Planen Sie bitte rechtzeitig. Das Seminar findet nur im laufenden Semester statt.
Jedes Thema kann nur 1 mal vergeben werden.
Das dritte Seminar der Biotechnologen kann/soll der Vorbereitung der Masterarbeit dienen. Es geht dabei klar um eine intensive Vorbereitung durch Literaturstudium und soll keine erarbeiteten Ergebnisse enthalten.
Jeder Vortrag soll 20 min dauern. Danach folgen 10 min Diskussion und Kritik durch Studenten, Kollegen und Betreuer.

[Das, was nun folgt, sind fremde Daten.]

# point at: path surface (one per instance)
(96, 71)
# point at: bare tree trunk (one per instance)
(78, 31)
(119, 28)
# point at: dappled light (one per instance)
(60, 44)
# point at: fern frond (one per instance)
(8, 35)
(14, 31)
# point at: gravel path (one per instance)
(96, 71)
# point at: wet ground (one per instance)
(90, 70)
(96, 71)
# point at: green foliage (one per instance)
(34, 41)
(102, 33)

Für den Erhalt der entsprechenden Credit Points ist die Anwesenheit verpflichtend.
1. und 2. Seminarvortrag: Der Vortrag inklusive einer detaillierten Liste der verwendeten Literatur, sowie eine zusammenfassende Ausarbeitung (max. 3 Seiten) müssen dem Betreuer und Herrn Dietrich als pdf-Datei am Tag des Vortrags zugesendet werden. Die Ausarbeitung und der Vortrag werden anschließend im Seminarkalender hochgeladen.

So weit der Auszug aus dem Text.